A view from the frontier: turning hospitals into factories

Developments in 3D printing and associated software will empower hospitals and communities to fabricate, rather than buy, many of their solutions. Brent Balinski spoke to neurosurgeon, inventor and founder of Anatomics Dr Paul D’Urso about making healthcare personalised, as well as faster, cheaper and better.

The next decade will see a revolution in healthcare, with everyone better off except for global manufacturers of “off the shelf” devices and implants.

That’s the opinion of Dr Paul D’Urso, a leading neurosurgeon, inventor and founder of Anatomics.

“Every aspect of medicine will be affected by this technology in a positive way,” he said, referring to the growing use of 3D printing in hospitals for patient-specific applications, something the Australian surgeon has led the world in. It will play an important role in the increasing personalisation of healthcare, alongside things such as connectivity, big data and wearable devices.

D’Urso, who spoke to Manufacturers’ Monthly recently between surgeries at the Epworth Richmond Hospital (he performs roughly 500 operations there a year) saw the future when he was exposed a stereolithographic 3D printer in 1991.

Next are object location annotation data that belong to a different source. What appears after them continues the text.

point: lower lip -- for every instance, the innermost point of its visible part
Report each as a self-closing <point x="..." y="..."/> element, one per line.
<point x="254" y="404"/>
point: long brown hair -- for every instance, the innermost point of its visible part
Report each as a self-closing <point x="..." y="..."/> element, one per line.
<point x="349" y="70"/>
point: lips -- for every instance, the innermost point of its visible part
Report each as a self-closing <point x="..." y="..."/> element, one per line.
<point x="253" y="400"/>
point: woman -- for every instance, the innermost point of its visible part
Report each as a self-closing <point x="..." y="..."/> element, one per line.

He saw that there was important work to be done in turning CT data input into additive manufacturing output. Stereolithographic biomodelling proved enormously useful in producing anatomical models for purposes such as communication and preparation for surgery, and in creating custom implants.

“I just stepped into a whole frontier of unexplored medicine,” he explained of the work, which became the subject of his PhD research.

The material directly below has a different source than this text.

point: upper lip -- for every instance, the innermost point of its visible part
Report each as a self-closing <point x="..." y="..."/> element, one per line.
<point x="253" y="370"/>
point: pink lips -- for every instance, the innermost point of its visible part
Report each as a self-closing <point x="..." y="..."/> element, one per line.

“It was really kind of difficult when I first started in 1991 with 386 computers and very limited Internet and so forth,” he explained. “But now it’s easy – [you can] do it on your iPhone, virtually.”

This played a role in pioneering surgical work, including in operating on deformities and, more recently, several titanium implant world firsts.

“Everything I did was new, everything I touched was a world first, and so it was just like that.”

A wealth of untapped potential lies in using the technology for “community-based personalised medicine”, a topic on which D’Urso will present at the Inside 3D Printing conference in May.

Transport, logistics, inventory and other costs will be taken out of the picture, according to the model, involving creating implants and other structures at the point of use.

There have been many predictions made about the impact of additive manufacturing on supply chains since it became a popular topic. D’Urso’s thesis is that, as with other applications, bringing production closer to the point of consumption will reinvent the way many businesses run.

Completely custom prosthetic implants made in community hospitals would be horrid news for the big implant manufacturers, such as Du Puy Synthes, Medtronic and Stryker, which announced in January that it would invest heavily in a new metal 3D printing facility.

“So all of the logistics and inventory and waste that we can’t afford in healthcare now is gone – it disappears. But what does Stryker get now, out of this?” D’Urso asked.

“They get very little, because all they’ve got is a CAD design. That’s all they’ve got. Their whole manufacturing site and logistics and inventory and all that – that’s all gone. We don’t need those any longer.”

Metal additive manufacturing is predicted to have a huge impact in the biomedical world, with huge design flexibility and the biocompatibility of titanium making it an obvious application.

A very popular early application for titanium 3D printing has been acetabular hip cups.

In Australia, Anatomics (often with frequent collaborators the CSIRO and RMIT) and D’Urso have been involved in numerous metal implant world-firsts in the last two years.

These include a titanium heel bone that saved a bone cancer-sufferer’s leg, a titanium sternum-and-ribcage combo for a Spanish chest wall sarcoma patient, and an implant to replace a portion of a patient’s spine suffering from a chordoma.

What the surgeon gets most excited about now, though, is the new AnatomicsRx company, which is developing software architecture to spread the ability for “online engineering”, essential for the community healthcare vision.

“Now we can link everything up and hospitals and schools can integrate that 3D printing technology in their own facilities,” he said.

“We can use all of our knowledge base and experience and actually put it directly into the facilities and they can make things for themselves

“So now hospitals can make things and we can reduce the cost and we can actually give money to the hospitals to make it, we can employ people in Geelong or Wollongong to do that work, we can allow doctors to create things again.”

The vision of every hospital as a factory is an exciting one, though has some way to go. And with healthcare costs seldom far from the news, it’s bound to at least be of curiosity to policymakers.

Anatomics, the CSIRO, and a network of several Australian hospitals and universities are planning a three-year trial of the 3D printing-based community personalised healthcare model.

Realising the vision will require regulatory and reimbursement structure changes, D’Urso said, and urged the federal government to see the merit of hospitals that make things.

“[Prime minister Turnbull]  talks about the $1 billion innovation policy as he holds our 3D printed titanium ribs at CSIRO and launches his policy, okay, well now’s the time for the government to come back and support us,” said D’Urso

“They’re talking about it, that’s fine, and this is my mission, but really we need federal support at the federal leadership to move forward with this initiative. And then we want to take it to Singapore and the USA.”